Monday 29 December 2008

DDP

Getting started with DDP
You probably already have the information you need to calculate your own DDP - the number of defects found in testing, and the number that were found later (e.g. a later stage of testing or reported to Support).

For example, if system testing (ST) found 50 bugs, and user acceptance testing (UAT) found 25, the DDP of ST was 67% (50 / 75).

Take a project that finished 3 to 6 months ago and calculate what the DDP was for that. Now you have a starting point to see how your testing is changing over time.

Not all bugs are created equal! When you start measuring DDP, you might want to use only the highest one or two severity ratings. Or you could have one DDP for high severity, and one for all bugs.

If you have any questions about DDP please ask!

9 comments:

Anonymous said...

Hi,

We use DDP to check the effectiveness of quality enhancing measures in our Software construction.
However I wonder, whether there are benchmarks (industry averages) available?

Dot Graham said...

Hi Bernhard,

Good question - thanks - and glad to hear that you are using DDP!

It is very natural to want to know how we compare to other organisations, but I actually don't think that it is very useful for DDP, for a number of reasons:

1) Different organisations have different objectives for testing and therefore different appropriate levels for DDP. For example safety-critical applications would want a higher level of DDP than a game where time to market is more important.

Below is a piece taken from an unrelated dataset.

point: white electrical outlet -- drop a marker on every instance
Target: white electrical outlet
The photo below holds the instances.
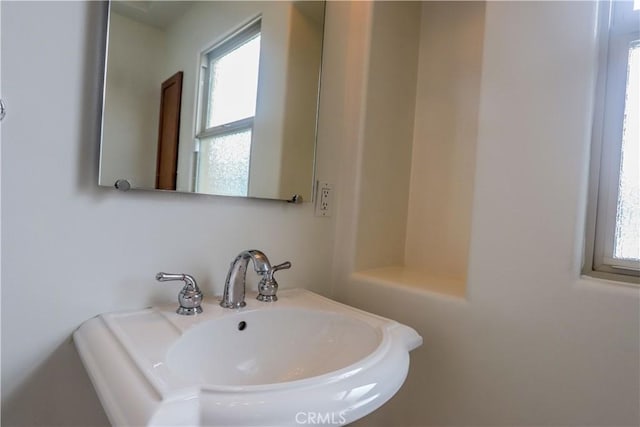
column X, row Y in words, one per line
column 324, row 199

2) If you found a company very similar to yours, they might well be your competitor, so their DDP information may be difficult to get or unreliable.

3) Different organisations record defects and severity levels in different ways, so you may not be comparing like with like. For example if you count all defects but another organisation eliminates duplicate bugs before calculating DDP, they would not be the same.

Having said this, I have seen some general trends (not really benchmarks, more ball-park figures). If you are not very good at testing or don't take it very seriously, DDP may be 50% - 60%. If you are trying to do testing well but perhaps don't have a lot of expertise or training, DDP may be 70% to 80%. If you are using techniques well and have adequate time for testing, then DDP might be 90% to 95% or even higher.

BUT - If company A has a DDP of 60% and B has 90%, that doesn't mean that B is doing better testing, even though they find a greater percentage of defects than A. Why?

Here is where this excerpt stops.